14C.7 An Observational and Multi-Scale Modeling Framework (MMF) Depiction of the Transition from Light Rain to Deep Convection on Sub-Daily Timescales

Friday, 20 April 2012: 9:30 AM
Champions FG (Sawgrass Marriott)
Gregory Elsaesser, Colorado State University, Fort Collins, CO; and C. D. Kummerow

A number of modeling studies have shown that cold pools can serve as triggering mechanisms for the development of deep, organized convection. Recognizing the important role they may play, recent studies have attempted to parameterize their effects (e.g. density current parameterizations, increases in turbulent kinetic energy, etc.) on convective development in coarse-resolution global models.
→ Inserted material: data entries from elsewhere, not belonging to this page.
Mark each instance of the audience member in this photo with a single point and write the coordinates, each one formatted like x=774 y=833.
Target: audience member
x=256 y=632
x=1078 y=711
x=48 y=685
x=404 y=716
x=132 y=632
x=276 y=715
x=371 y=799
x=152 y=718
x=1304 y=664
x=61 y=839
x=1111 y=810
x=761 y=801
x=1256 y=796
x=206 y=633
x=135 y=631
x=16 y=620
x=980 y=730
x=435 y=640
From an observational perspective, the evolution of cold pool activity and rainfall has been limited to field campaigns and in situ radar analyses. In this study, a first attempt at observing cold pool activity from a satellite perspective (spanning all tropical ocean basins from 30S-30N latitude) is undertaken. Co-locating several observational products for rainfall, moisture, atmospheric buoyancy and newly derived triggering energy related to mesoscale cold pool activity, a study of the sub-daily transition from light rainfall to deep convection at a spatial scale of 100-200 km is performed. The transition, as simulated in a version of the super-parameterized (SP-) Community Atmosphere Model (CAM) developed at Colorado State University, is evaluated against the observational depiction. The extent to which the sub-daily temporal evolution of rainfall in both the observations and MMF can be explained by a relationship between convective inhibition (CIN), cold pool triggering energy and moisture is discussed and compared to current hypotheses that serve as the foundations for parameterizations relating these parameters to convection development.